## Addressing dirty data with ticdat

Dirty data is an unloved and often overlooked challenge when building analytical models. A typical assumption is that the input data to a model will somehow magically be clean. In reality, there are any number of reasons why dirty data might be passed as input to your engine. The data might be munged together from different systems, the requirements of your data model might be poorly understood, or a user might be simply pushing your model to its limits via what-if analysis. Regardless of the cause, a professional engine will respond gracefully when passed input data that violates basic integrity checks.

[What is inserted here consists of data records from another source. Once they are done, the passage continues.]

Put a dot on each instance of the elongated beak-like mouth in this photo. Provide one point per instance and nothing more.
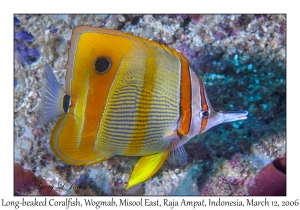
(229, 116)
(216, 118)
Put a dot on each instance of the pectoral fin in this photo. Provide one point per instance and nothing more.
(146, 167)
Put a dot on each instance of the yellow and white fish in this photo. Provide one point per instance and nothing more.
(126, 95)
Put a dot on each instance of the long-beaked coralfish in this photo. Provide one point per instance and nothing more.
(126, 95)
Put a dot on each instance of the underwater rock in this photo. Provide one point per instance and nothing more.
(25, 180)
(270, 180)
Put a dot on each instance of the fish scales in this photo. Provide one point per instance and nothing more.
(126, 95)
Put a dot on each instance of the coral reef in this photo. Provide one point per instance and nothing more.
(240, 58)
(26, 182)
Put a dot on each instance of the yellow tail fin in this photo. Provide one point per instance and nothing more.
(146, 167)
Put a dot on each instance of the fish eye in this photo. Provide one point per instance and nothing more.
(102, 64)
(204, 113)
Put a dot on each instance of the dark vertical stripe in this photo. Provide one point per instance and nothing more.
(204, 106)
(185, 98)
(143, 112)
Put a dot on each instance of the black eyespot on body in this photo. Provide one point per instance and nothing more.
(66, 103)
(205, 114)
(102, 64)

`ticdat` allows for a data scientist to define data integrity checks for 4 different categories of problems (in addition to checking for the correct table and field names).
 1. Duplicate rows (i.e. duplicate primary key entries in the same table).
 1. Data type failures. This checks each column for correct data type, legal ranges for numeric data, acceptable flagging strings, nulls present only for columns that allow null, etc.
 1. Foreign key failures, which check that each record of a child table can cross-reference into the appropriate parent table.
 1. Data predicate failures. This checks each row for conditions more complex than the data type failure checks. For example, a maximum column can not be allowed to be smaller than the minimum column.
 
For a data scientist building optimization engines, `ticdat` provides bulk-query routines via the `TicDatFactory` and `PanDatFactory` classes. The engine builder can customize these routines to look for data integrity problems that are specific to the problem at hand. Another programmer (i.e. a software engineer embedding the optimization engine into a live system) can then call these subroutines to pre-validate the input data prior to running `solve`. 

We briefly tour these routines below. Please consult the docstrings for more information.

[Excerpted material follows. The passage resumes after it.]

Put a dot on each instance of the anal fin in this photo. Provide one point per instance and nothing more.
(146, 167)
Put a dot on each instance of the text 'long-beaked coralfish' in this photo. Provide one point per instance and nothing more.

## Integrity checking with TicDatFactory 

We will first discuss an optimization engine built with `TicDatFactory`. If you wise to organize your code around `pandas.DataFrame` objects, then the `PanDatFactory` examples further down will be more interesting to you.

In [1]:
import ticdat
from diet import input_schema

First, we quickly check that the csv files in `diet_sample_data` represent clean data. The `ticdat` bulk query routines all return "falsey" results on clean data sets. 

In [2]:
dat = input_schema.csv.create_tic_dat("diet_sample_data")
dat

td: {categories: 4, foods: 9, nutrition_quantities: 36}

In [3]:
any (_ for _ in [input_schema.csv.find_duplicates("diet_sample_data"),
                 input_schema.find_data_type_failures(dat), 
                 input_schema.find_foreign_key_failures(dat), 
                 input_schema.find_data_row_failures(dat)])

False

Next, we examine the `diet_dirty_sample_data` data set, which has been deliberately seeded with dirty data.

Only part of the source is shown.